The Impact that Eating Disorders Had on the 2018 Olympics

What most people see on the television is the product of what the coaches want the judges to see for team success. Although we may think that we are just looking at the sharpness of a triple axel to win the medal, their music, their choreography, their costume, and their physical shape makes figure skating appear to be more pristine and refined to watch.

Although the Olympic event is called figure skating, the “figure” originally referred to the patterns that the skates generated in the ice not the shape of the body. This has of course evolved over the last few decades as figure skating began to gain more popularity. Along with the acclaim that the skaters have received also commenced the backlash that the coaches have expressed with their weight.

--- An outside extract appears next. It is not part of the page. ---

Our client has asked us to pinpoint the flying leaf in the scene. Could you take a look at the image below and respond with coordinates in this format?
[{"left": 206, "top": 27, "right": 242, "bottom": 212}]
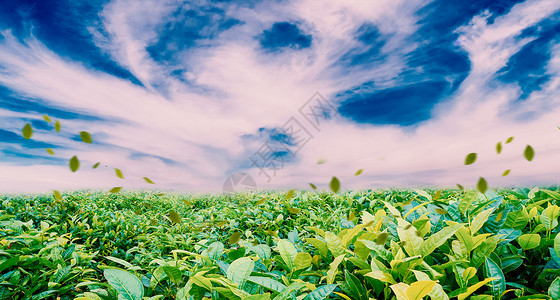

US figure skaters started to be compared by the coaching staff to their international counterparts on how much more they weighed than their rivalries did. Male figure skaters would complain about how it was difficult to lift their female partners during their routines. This initiated the burden of having a figure skater to have to maintain a certain weight to prove their performance goals which lead the way for eating disorders to become a notorious angle in the sport.

Due to the adversity that eating disorders has bring about, two key figure skaters dropped out of the 2018 Winter Olympics, and permanently out of figure skating all together, to take care of themselves and concentrate on getting healthful.

  • In 2014 Gracie Gold won a bronze medal in the Sochi Olympics for the United States and was on the rise to do significant things in her event. In October she let her fans know that she would be not be competing in a major competition for Olympic team selection due to “anxiety, depression, and an eating disorder”.
  • Russian figure skater, Yulia Lipnitskaya, won the gold medal in the 2014 Sochi Olympics at only 15 years old. The sky was the limit since she was the youngest person in Russian history to win a Winter gold medal. She has since openly spoken about her battle with anorexia which was the reason given for her early retirement.

While winning an Olympic medal is the dream for many athletes, there has to be discretion to decide on how far they are willing to go to achieve it. Kudos to the ladies that chose their life over prestige that could have turned to into pestilence.